Goitein left roughly 27,000 index cards in his files. They are organized in two categories. More than 7,000 describe the contents of a single shelfmark or document. The other 19,000 focus on topics (e.g., children, clothing, family, food, the weather). 

Below is a more detailed guide to Goitein's index cards from Oded Zinger, “Finding a Fragment in a Pile of Geniza: A Practical Guide to Collections, Editions, and Resources,” in Geniza Research in the Twenty-First Century, ed. Jessica Goldberg and Eve Krakowski, special issue of Jewish History 32:2–4 (2019).

[Goitein's] laboratory constitutes the best semiavailable database for the documentary Geniza. [But] some guidance is needed before it can be used efficiently. [...]

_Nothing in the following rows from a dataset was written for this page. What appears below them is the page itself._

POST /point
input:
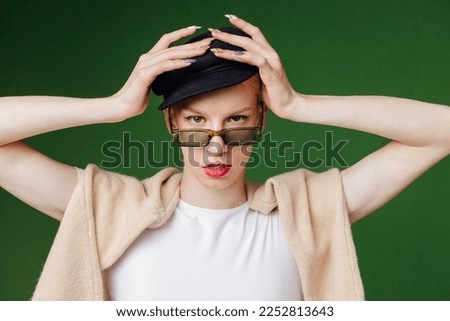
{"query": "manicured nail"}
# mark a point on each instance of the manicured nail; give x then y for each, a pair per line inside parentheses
(216, 50)
(214, 30)
(231, 16)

The best way to get acquainted with Goitein’s index cards is just to dive right in. One quickly learns to read his hand in Hebrew, English, and Arabic, and most of the abbreviations used should not pose particular difficulty. It is, however, important to keep in mind that, reflecting the trajectory of Goitein’s study of the Geniza, there are often two sets of cards for a given subject, one general and one related to the India Book.

Goitein index card

This is the index card for the אבן אלגאזפיני (Ibn/Ben al-Ghāzfīnī) family of cantors, roll 19, 154, drawer 20 (10C), 523. Goitein recorded nine documents (an additional document is noted on the back of the card) with a short description, noted where one of them was published, and proposed a dating for two others. Notice how the card reflects his ponderings over completing a lacuna in one of the documents and over the meaning of the family name (based on place, based on occupation, a November 30, 1969, letter from the biblical archaeologist Abraham Biran, and references to the geographic dictionaries of Yāqūt [= yaq] and Ibn Duqmaq [= Duq] and Ibn al-Ukhuwwa’s Maʿālim al-qurba fī aḥkām al-ḥisba). Incidentally, the reference to ENA 2738.12 is a mistake for ENA 2738.22.